1. Suppose you have a tagset consisting of two tags, N(noun), X(not noun) and a training sentence:
luke/N i/X am/X your/X father/N
During the training, this best tag sequence for this sentence is found:
N N X N X
How would this result alter values of alfa_X,X,X, alfa_N,father?
Supposing that the best tag sequence won't change, what would be your answer if “father/N” is replaced by “luke/X”?
2. Suppose this tagged sentence as the only entry in your training data:
a/DT boy/NN saw/VBD a/DT girl/NN with/IN a/DT nice/JJ hat/NN
How many features will a tagger from section 2.4 have, when its training is identical to the one from section 2.1?
(For some reasons, you want to use all 36 tags from Penn Treebank tagset.)
3. What is the difference between Maximum-Entropy and the Perceptron model training in the experiments?
4. Do you think that this task can be parallelized?
How do you think the performance of tagger presented in the paper will change when you introduce parallelism?

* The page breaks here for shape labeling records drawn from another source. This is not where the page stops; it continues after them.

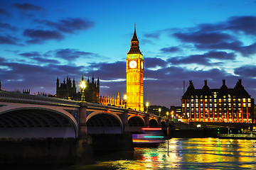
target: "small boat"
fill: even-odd
[[[132,134],[132,142],[134,147],[156,147],[165,142],[165,137],[161,128],[142,128],[143,133]]]
[[[236,139],[236,140],[256,140],[256,135],[253,134],[219,134],[220,139]]]

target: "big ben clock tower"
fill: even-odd
[[[131,40],[131,48],[126,57],[126,73],[127,108],[144,111],[144,58],[139,50],[136,26],[134,26],[134,33]]]

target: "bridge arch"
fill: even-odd
[[[161,127],[164,128],[166,128],[167,127],[166,123],[165,121],[161,121]]]
[[[121,134],[123,130],[120,118],[105,112],[90,114],[86,124],[88,134]]]
[[[156,119],[150,119],[149,120],[149,127],[150,128],[156,128],[156,127],[159,127],[159,124],[158,122]]]
[[[139,115],[130,115],[128,118],[128,126],[129,132],[140,132],[142,128],[146,127],[145,120]]]
[[[0,137],[77,137],[75,118],[63,109],[36,106],[2,108]]]

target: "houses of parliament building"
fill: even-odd
[[[83,76],[81,81],[85,81]],[[120,98],[118,93],[117,96],[100,96],[100,79],[98,77],[97,81],[95,81],[94,76],[91,81],[89,77],[85,81],[86,88],[84,90],[84,95],[85,101],[90,103],[100,103],[103,105],[111,105],[123,107],[124,101]],[[62,83],[60,83],[58,77],[56,81],[56,96],[58,98],[80,101],[81,99],[81,89],[80,89],[77,93],[77,88],[75,80],[71,80],[70,77],[67,77]]]
[[[238,79],[233,89],[225,85],[210,89],[205,80],[202,89],[196,89],[192,81],[182,96],[182,113],[189,122],[253,123],[254,99]]]

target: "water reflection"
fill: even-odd
[[[137,147],[131,159],[100,161],[91,169],[256,169],[255,142],[171,139],[169,152],[167,142],[154,148]]]

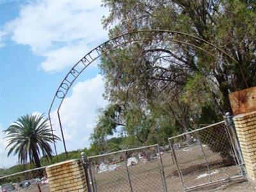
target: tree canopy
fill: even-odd
[[[103,18],[109,38],[141,29],[181,31],[218,46],[237,61],[198,39],[176,35],[176,42],[132,42],[105,54],[100,68],[110,104],[100,113],[93,141],[99,138],[97,132],[102,140],[120,127],[127,138],[145,144],[155,141],[156,130],[165,126],[163,135],[171,136],[210,124],[231,111],[230,92],[256,84],[255,1],[103,2],[110,10]]]
[[[52,134],[48,125],[48,118],[44,115],[26,115],[19,118],[4,132],[7,134],[10,148],[8,156],[12,153],[18,154],[19,161],[22,164],[28,162],[40,167],[40,154],[47,160],[52,157],[53,151],[50,145],[54,141],[60,140]]]

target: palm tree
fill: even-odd
[[[40,151],[47,160],[52,157],[53,151],[50,143],[60,140],[52,134],[49,127],[48,118],[44,115],[26,115],[19,118],[4,132],[8,140],[6,148],[10,147],[8,156],[12,152],[18,154],[19,161],[22,164],[28,163],[28,157],[31,163],[40,167]]]

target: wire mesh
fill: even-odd
[[[166,191],[160,157],[157,145],[89,157],[96,191]]]
[[[177,162],[175,175],[188,189],[242,175],[225,122],[169,140]]]
[[[28,170],[0,177],[0,191],[14,191],[49,192],[45,168]]]
[[[161,155],[164,170],[165,180],[168,191],[184,191],[179,175],[177,174],[177,166],[174,157],[170,146],[165,146],[164,153]]]

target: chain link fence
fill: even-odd
[[[185,190],[243,176],[225,121],[169,138]]]
[[[167,191],[158,145],[89,157],[90,191]]]
[[[45,167],[1,177],[0,191],[49,192]]]

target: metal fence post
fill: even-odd
[[[163,187],[164,187],[164,192],[168,192],[166,181],[165,180],[165,175],[164,175],[164,166],[163,165],[162,156],[161,155],[160,148],[159,148],[159,145],[157,145],[157,152],[158,152],[158,154],[159,154],[159,157],[160,157],[160,164],[161,164],[161,172],[162,172],[163,184]]]
[[[130,173],[129,172],[129,170],[128,170],[127,152],[124,153],[124,160],[125,160],[126,172],[127,173],[127,178],[128,178],[128,181],[129,181],[129,184],[130,186],[131,192],[133,192],[132,182],[131,180]]]
[[[242,152],[240,147],[240,144],[238,141],[238,138],[236,134],[235,125],[232,120],[232,116],[230,115],[229,112],[225,114],[225,122],[227,127],[228,132],[230,134],[230,141],[232,147],[233,148],[234,152],[239,167],[241,169],[241,172],[243,175],[246,174],[246,169],[244,168],[244,159],[243,157]]]
[[[206,157],[205,153],[204,152],[203,146],[202,145],[201,138],[200,138],[200,137],[199,136],[198,132],[196,132],[196,136],[197,136],[197,139],[198,140],[198,141],[199,141],[200,148],[201,148],[202,152],[203,152],[203,154],[204,154],[204,159],[205,159],[205,163],[206,163],[206,166],[207,166],[208,174],[209,174],[209,179],[210,179],[210,182],[212,182],[212,177],[211,176],[211,170],[210,170],[210,167],[209,166],[209,162],[207,161],[207,158]]]
[[[83,166],[84,170],[85,179],[86,180],[88,191],[88,192],[92,192],[91,190],[91,186],[90,186],[89,175],[88,175],[88,160],[87,160],[86,157],[84,155],[84,152],[81,152],[81,159],[82,159]]]
[[[176,157],[175,149],[173,148],[173,147],[172,144],[171,143],[171,141],[170,141],[170,140],[169,140],[169,143],[170,144],[172,152],[172,154],[173,155],[174,160],[175,160],[175,164],[176,164],[177,170],[178,171],[179,175],[180,176],[181,183],[182,184],[183,189],[185,191],[186,186],[185,186],[184,180],[184,178],[183,178],[183,176],[182,176],[182,172],[180,171],[180,166],[179,166],[179,163],[178,163],[178,161],[177,160],[177,157]]]

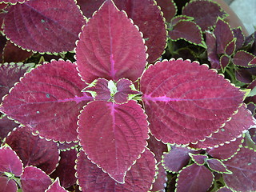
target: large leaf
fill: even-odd
[[[8,172],[15,176],[20,176],[22,170],[22,161],[16,153],[10,146],[2,146],[0,148],[0,173]]]
[[[212,185],[214,174],[204,166],[190,165],[177,178],[177,192],[206,192]]]
[[[4,23],[5,34],[15,44],[62,52],[74,50],[84,20],[74,0],[30,0],[11,6]]]
[[[6,142],[17,153],[24,166],[34,166],[46,174],[56,169],[59,158],[57,143],[32,135],[27,126],[13,130]]]
[[[177,144],[194,142],[217,131],[244,96],[206,66],[181,59],[149,67],[141,91],[151,133]]]
[[[122,105],[92,102],[82,112],[78,125],[80,143],[89,158],[123,183],[146,146],[148,126],[141,106],[132,100]]]
[[[148,191],[155,174],[155,160],[149,150],[133,165],[120,184],[87,159],[83,151],[78,155],[77,176],[83,191]]]
[[[238,191],[256,190],[256,152],[249,148],[241,148],[231,159],[223,162],[232,174],[223,174],[229,188]],[[242,185],[241,185],[242,182]]]
[[[107,0],[84,26],[76,58],[86,82],[98,78],[135,81],[146,66],[146,47],[138,28]]]
[[[85,86],[75,65],[53,61],[26,74],[5,98],[1,110],[42,137],[76,141],[78,115],[93,99],[81,92]]]

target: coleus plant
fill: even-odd
[[[172,58],[148,65],[148,62],[154,63],[162,54],[166,35],[164,19],[153,1],[106,0],[98,5],[94,2],[93,11],[103,4],[82,27],[79,37],[78,34],[85,22],[74,1],[56,2],[56,4],[51,4],[50,0],[6,2],[18,2],[6,8],[4,18],[3,32],[11,42],[38,52],[68,51],[76,46],[75,62],[60,59],[38,66],[26,74],[3,98],[1,111],[26,126],[26,128],[18,127],[5,140],[26,165],[24,170],[26,171],[23,170],[23,174],[32,175],[35,169],[38,171],[42,169],[45,171],[42,173],[50,174],[57,166],[57,162],[41,154],[40,157],[42,156],[47,163],[50,162],[53,167],[50,170],[45,170],[43,163],[37,165],[37,161],[31,161],[33,158],[30,155],[38,152],[32,150],[27,154],[22,150],[25,147],[17,147],[24,145],[22,139],[17,138],[30,135],[27,136],[30,138],[28,146],[44,138],[59,142],[59,149],[73,148],[67,153],[62,151],[60,167],[53,173],[60,178],[62,185],[66,188],[74,185],[74,174],[64,167],[74,167],[75,163],[78,183],[84,191],[148,191],[157,174],[151,190],[163,190],[165,170],[178,173],[170,179],[177,181],[177,191],[215,191],[222,186],[220,191],[224,186],[241,191],[255,190],[255,153],[248,146],[242,146],[242,134],[254,125],[251,114],[242,104],[246,91],[230,84],[217,70],[209,70],[206,65],[200,65],[198,62]],[[159,5],[164,2],[159,1]],[[84,10],[82,6],[86,3],[83,1],[78,1],[78,3]],[[88,8],[90,1],[87,3],[85,7]],[[193,10],[196,3],[214,8],[214,14],[210,14],[211,22],[200,23],[202,20],[197,20],[200,16],[190,14],[193,11],[189,10]],[[218,59],[222,60],[221,58],[226,56],[230,61],[234,58],[239,60],[241,55],[234,56],[235,51],[232,47],[236,42],[234,37],[221,38],[219,31],[230,26],[224,22],[225,14],[216,3],[191,2],[184,7],[183,16],[176,17],[175,4],[172,1],[168,4],[172,11],[169,9],[170,14],[166,16],[165,12],[164,15],[170,21],[168,36],[171,41],[185,39],[201,48],[207,48],[209,64],[212,68],[223,71],[227,64],[222,65],[223,62]],[[56,17],[60,10],[66,10],[64,8],[66,5],[72,7],[70,12],[74,15],[65,14],[64,19]],[[145,5],[147,5],[146,14],[153,13],[153,16],[142,18],[138,13]],[[90,14],[91,10],[89,11]],[[83,13],[90,17],[86,10]],[[74,18],[76,20],[72,20],[72,23],[66,22]],[[148,22],[152,18],[155,18],[154,23],[158,24],[153,28],[159,36],[148,30]],[[33,25],[28,22],[31,18],[38,23],[36,25],[38,30],[32,32]],[[24,25],[13,25],[14,21],[22,19]],[[214,25],[216,27],[213,34],[205,32],[206,40],[208,36],[215,35],[218,41],[210,38],[210,41],[204,42],[202,31]],[[191,27],[195,33],[186,34],[188,30],[184,30],[184,27]],[[18,33],[18,36],[17,31],[21,30],[24,34]],[[56,36],[45,41],[52,33]],[[23,38],[28,36],[27,34],[30,38]],[[178,44],[174,46],[169,42],[167,46],[167,50],[180,53],[180,50],[174,50]],[[217,51],[217,46],[222,47],[219,48],[222,50]],[[251,59],[248,61],[253,63],[252,54],[249,54]],[[14,77],[14,82],[29,68],[13,67],[10,64],[1,66],[2,74],[6,74],[6,71],[10,71],[10,75],[18,74]],[[7,83],[6,78],[2,80],[6,84],[3,94],[8,91],[10,84],[14,84]],[[2,119],[7,122],[6,116]],[[33,138],[30,131],[38,138]],[[2,134],[6,136],[6,131]],[[250,138],[248,133],[246,135],[246,139]],[[168,143],[168,146],[182,145],[183,147],[169,147],[171,148],[168,150],[170,155],[166,158],[165,154],[162,159],[163,151],[166,151],[164,143]],[[222,147],[210,150],[222,145]],[[42,146],[40,145],[38,150],[44,150],[46,146]],[[14,163],[12,166],[19,166],[18,174],[11,170],[1,171],[4,173],[2,183],[8,184],[6,176],[15,181],[17,177],[22,177],[22,165],[20,160],[19,162],[12,161],[19,158],[15,153],[10,152],[11,149],[3,147],[1,150],[8,150],[7,153],[12,154],[10,154],[11,159],[2,159],[3,163],[9,161],[8,163]],[[56,157],[53,154],[57,150],[55,146],[55,152],[48,152],[51,154],[50,157]],[[77,150],[79,152],[74,162]],[[186,158],[177,158],[178,154]],[[30,157],[31,163],[28,163],[26,157]],[[72,161],[69,162],[70,158]],[[59,175],[61,167],[65,170],[63,172],[66,171],[60,174],[62,175]],[[244,171],[241,171],[242,169]],[[212,185],[214,174],[215,181],[224,179],[221,185],[218,186],[217,182]],[[69,181],[63,178],[66,174],[70,176]],[[238,185],[237,178],[246,180],[246,186]],[[203,182],[202,179],[204,179]],[[50,180],[47,178],[47,181]],[[13,186],[16,184],[11,182],[10,185],[14,187]],[[26,185],[19,185],[23,191],[29,190],[24,186]],[[51,188],[58,187],[62,191],[63,189],[58,185],[57,178],[54,183],[50,181],[43,187],[39,186],[39,190],[44,191],[49,187],[50,191]]]

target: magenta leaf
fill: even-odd
[[[226,50],[226,47],[234,41],[234,34],[230,25],[223,19],[218,18],[214,34],[216,37],[217,54],[224,54]]]
[[[6,142],[17,153],[24,166],[34,166],[48,174],[56,169],[59,158],[57,143],[32,135],[27,126],[13,130]]]
[[[177,178],[177,192],[206,192],[211,186],[214,175],[206,166],[197,164],[183,168]]]
[[[218,159],[209,158],[206,160],[206,162],[209,168],[213,171],[219,174],[232,174],[232,172],[226,169],[226,166],[224,165],[224,163]]]
[[[198,153],[186,147],[171,146],[169,153],[164,153],[162,165],[170,172],[178,172],[186,166],[190,161],[190,153]]]
[[[141,93],[135,89],[131,81],[122,78],[117,82],[117,92],[114,95],[114,100],[117,103],[122,103],[139,94]]]
[[[207,149],[206,152],[213,158],[218,159],[228,159],[234,155],[242,146],[243,138],[238,138],[235,141],[225,143],[217,148]]]
[[[8,146],[0,148],[0,173],[11,173],[20,176],[22,173],[22,163],[16,153]]]
[[[9,90],[28,72],[34,63],[4,63],[0,66],[0,98],[8,94]]]
[[[1,110],[42,137],[77,141],[78,115],[93,99],[81,92],[85,86],[75,65],[53,61],[26,74],[5,98]]]
[[[181,19],[169,31],[172,40],[184,39],[195,45],[202,45],[202,33],[194,22]]]
[[[190,2],[183,7],[182,14],[193,17],[202,31],[214,26],[218,17],[226,16],[221,6],[211,1]]]
[[[206,66],[181,59],[150,66],[141,91],[152,134],[176,144],[195,142],[218,130],[244,96]]]
[[[249,148],[241,148],[231,159],[223,162],[232,174],[223,174],[226,186],[233,190],[256,190],[256,152]],[[242,181],[242,185],[241,182]]]
[[[61,159],[55,171],[50,175],[51,178],[59,178],[62,186],[68,188],[75,184],[75,160],[77,151],[75,149],[61,151]]]
[[[254,54],[246,52],[245,50],[238,50],[233,58],[233,62],[234,65],[242,67],[252,66],[250,63],[256,58]],[[256,66],[254,64],[254,66]]]
[[[124,183],[126,171],[146,146],[148,126],[141,106],[132,100],[121,105],[90,102],[78,125],[80,143],[89,158],[115,181]]]
[[[198,166],[203,166],[208,158],[208,156],[206,154],[194,154],[190,153],[189,154]]]
[[[17,192],[18,187],[13,179],[0,176],[0,186],[2,192]]]
[[[26,166],[21,176],[23,192],[44,192],[51,184],[50,177],[39,168]]]
[[[74,50],[84,20],[73,0],[30,0],[10,7],[4,23],[15,44],[52,53]]]
[[[255,122],[250,112],[246,109],[246,105],[242,105],[238,109],[238,113],[232,116],[231,120],[227,122],[224,127],[219,129],[217,133],[214,133],[211,137],[207,137],[206,140],[202,142],[198,141],[198,143],[195,144],[195,146],[196,148],[216,147],[240,137],[243,131],[247,130],[254,125]],[[239,141],[241,142],[241,140]],[[236,150],[230,150],[230,152],[232,154]]]
[[[83,151],[79,153],[77,162],[77,176],[83,191],[148,191],[154,174],[155,160],[147,149],[127,171],[124,184],[116,182],[93,164]]]
[[[67,192],[63,187],[60,186],[59,179],[58,178],[56,178],[56,180],[51,184],[48,190],[46,190],[46,192]]]
[[[146,47],[138,28],[107,0],[84,26],[76,58],[86,82],[98,78],[136,81],[146,66]]]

(You might compare this problem to similar one in paper presented on RG in winter - http://aclweb.org/anthology-new/N/N10/N10-1069.pdf)
Intro
Autors said that training perceptron is quicker and easier solution.
Definition
We defined structured perceptron and parametres for special case of structured perceptron.
Parameters are log of conditional probability for trigram words and conditional probability for word and tag.
αx,y,z = log P(z | x,y)
αt,w = log P(w| t)
Logs are used for precision
Then speaker show how work process of learning.
Autors then deal with separable and inseparable data.
They defined condition for inseparable data.
We spend rest of time solution of questions. During that solution were shown others fetatures of this percepton training.